Background: Altered regulation of nitric oxide-cyclic guanosine monophosphate (NO-cGMP) is present in liver cirrhosis. Several experimental studies have shown that selective modulation of NO metabolism in the liver reduces intrahepatic resistance and portal pressure in cirrhosis. This preliminary study investigated whether selective inhibition of phosphodiesterase-5 (PDE-5), which prevents the conversion of cGMP to 5′-GMP, as well as non-selective inhibition of PDE isozymes could ameliorate hepatic toxicity induced by paracetamol (PCM).
Methods: PCM (250 mg/kg, i.p.) was administered to induce hepatotoxicity. Control rats received physiological saline (10 mL/kg, p.o.), while sildenafil (a selective PDE-5 inhibitor) and aminophylline (a non-selective PDE inhibitor) were administered separately at 10 mg/kg p.o. to PCM-treated rats.

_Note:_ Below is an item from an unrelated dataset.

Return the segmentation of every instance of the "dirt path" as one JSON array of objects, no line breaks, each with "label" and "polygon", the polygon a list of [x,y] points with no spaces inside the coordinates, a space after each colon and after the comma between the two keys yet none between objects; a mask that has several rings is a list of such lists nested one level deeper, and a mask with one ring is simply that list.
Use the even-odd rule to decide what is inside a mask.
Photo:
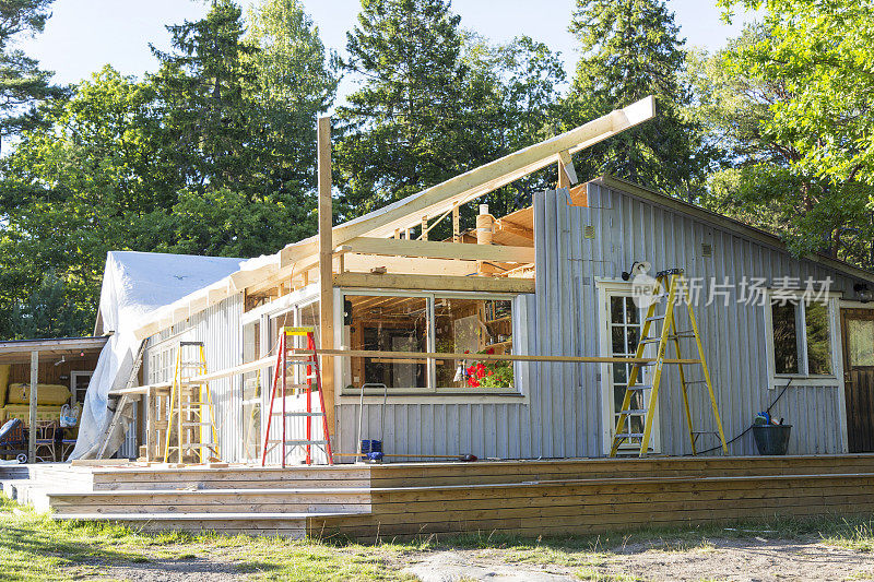
[{"label": "dirt path", "polygon": [[423,582],[874,579],[874,555],[817,541],[710,539],[690,549],[629,545],[609,553],[580,553],[576,563],[564,565],[548,563],[548,557],[536,555],[522,558],[523,562],[513,559],[493,549],[430,551],[414,557],[415,563],[405,571]]},{"label": "dirt path", "polygon": [[[378,549],[376,551],[379,553]],[[874,579],[874,553],[834,547],[818,539],[707,539],[693,547],[659,541],[612,550],[568,550],[548,546],[529,546],[522,549],[440,549],[383,555],[382,558],[385,568],[380,567],[380,570],[386,579],[399,577],[423,582],[765,582]],[[307,580],[307,572],[304,568],[291,577],[285,574],[273,579]],[[197,555],[173,558],[153,556],[142,562],[99,566],[83,563],[78,573],[80,575],[74,578],[91,578],[96,574],[98,578],[132,582],[228,582],[260,578],[259,574],[270,577],[271,568],[259,563],[257,559],[247,559],[246,556],[235,555],[233,551],[199,551]]]}]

Results: PCM hepatotoxicity, characterized by elevation of aspartate and alanine aminotransferases, hepatic degeneration, and centrilobular necrosis, was attenuated by both PDE inhibitors. Sildenafil and aminophylline significantly (p<0.05) reduced plasma aspartate aminotransferase activity by 49.6% and 39.8%, respectively, with moderate increase in alanine aminotransferase activity by 26.1% and 20.4%, respectively, in PCM-treated rats. Decreases in total protein and albumin induced by PCM were significantly (p<0.05) prevented by 30.0% and 22.2%, respectively, following sildenafil administration, while aminophylline decreased these proteins by 14.0% and 25.9%, respectively. Sildenafil and aminophylline significantly (p<0.05) reduced lipid peroxidation by 30.7% and 19.7%, respectively, while moderately increasing glutathione (GSH) in the PCM-treated rats. Both drugs did not significantly alter the total cholesterol and triglyceride levels.
Conclusions: These preliminary data suggest that pharmacological inhibition of PDE isozymes may be a useful strategy in protecting against PCM hepatic toxicity.